Dgraph is great to build PoC applications with especially in a GraphQL framework where you can generate types and much of the building blocks from just your raw types themselves. But when it comes to analyzing the data it seems to me to become hard to do that within Dgraph itself.

I am interested in approaches on how to use Dgraph for analytics, especially for larger data sets built upon large data models.

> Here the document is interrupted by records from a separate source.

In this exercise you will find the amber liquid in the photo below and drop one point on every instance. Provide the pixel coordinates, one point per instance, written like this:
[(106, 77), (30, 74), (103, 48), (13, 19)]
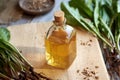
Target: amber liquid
[(60, 50)]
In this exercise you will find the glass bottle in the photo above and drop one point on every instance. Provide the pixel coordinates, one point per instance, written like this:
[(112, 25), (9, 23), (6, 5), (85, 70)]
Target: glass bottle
[(60, 43)]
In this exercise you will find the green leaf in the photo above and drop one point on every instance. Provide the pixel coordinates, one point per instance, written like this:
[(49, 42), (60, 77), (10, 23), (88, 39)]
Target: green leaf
[(4, 34), (85, 8)]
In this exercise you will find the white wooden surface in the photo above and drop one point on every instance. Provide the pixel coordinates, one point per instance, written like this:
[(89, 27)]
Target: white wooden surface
[(29, 38)]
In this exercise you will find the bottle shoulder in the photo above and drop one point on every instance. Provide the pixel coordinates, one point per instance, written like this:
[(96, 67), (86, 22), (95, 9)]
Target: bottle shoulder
[(63, 33)]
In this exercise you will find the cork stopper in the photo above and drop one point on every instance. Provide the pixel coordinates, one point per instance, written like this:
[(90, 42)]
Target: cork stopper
[(59, 16)]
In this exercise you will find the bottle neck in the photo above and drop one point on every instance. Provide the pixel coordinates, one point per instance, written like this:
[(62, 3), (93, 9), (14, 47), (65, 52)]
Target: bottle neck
[(60, 23)]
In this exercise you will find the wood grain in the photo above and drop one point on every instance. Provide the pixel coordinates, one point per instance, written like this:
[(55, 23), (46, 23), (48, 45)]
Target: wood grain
[(29, 38)]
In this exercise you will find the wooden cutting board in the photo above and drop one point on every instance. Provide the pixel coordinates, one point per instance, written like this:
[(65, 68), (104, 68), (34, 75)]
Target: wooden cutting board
[(88, 65)]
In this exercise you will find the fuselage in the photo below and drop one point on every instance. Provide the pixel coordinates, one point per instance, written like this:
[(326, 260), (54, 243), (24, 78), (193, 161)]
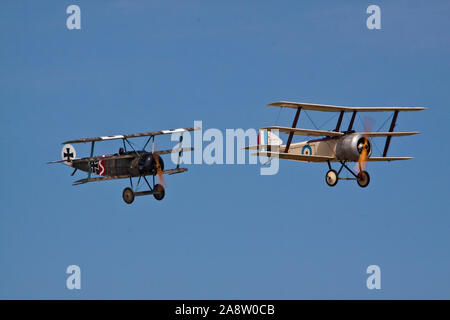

Within the last 2 years, I had to better understand a data model itself that was spread across thousands of tables in an MS SQL DB. The developers of the system had built tools to help find referenced data, but thought it not necessary to add in any FKs. As hard as it is for many to write SQL queries joining dozens of tabled together, imagine doing that with only PK and indexes, but without FK across thousands of tables. How do you even begin to know what tables can be linked to each other? I took this meta data of the model itself of the tables and columns and imported it into a Dgraph. But quickly realized that the toolset I needed to analyze the graph was missing. I instead took the data and created my own data set that I could load into a graph visualizer and from within that small little Node.JS application I could group and move the graph around trying to make sense of it. I connected similar named fields together and then grouped together related tables and my understanding of the data model itself rapidly improved.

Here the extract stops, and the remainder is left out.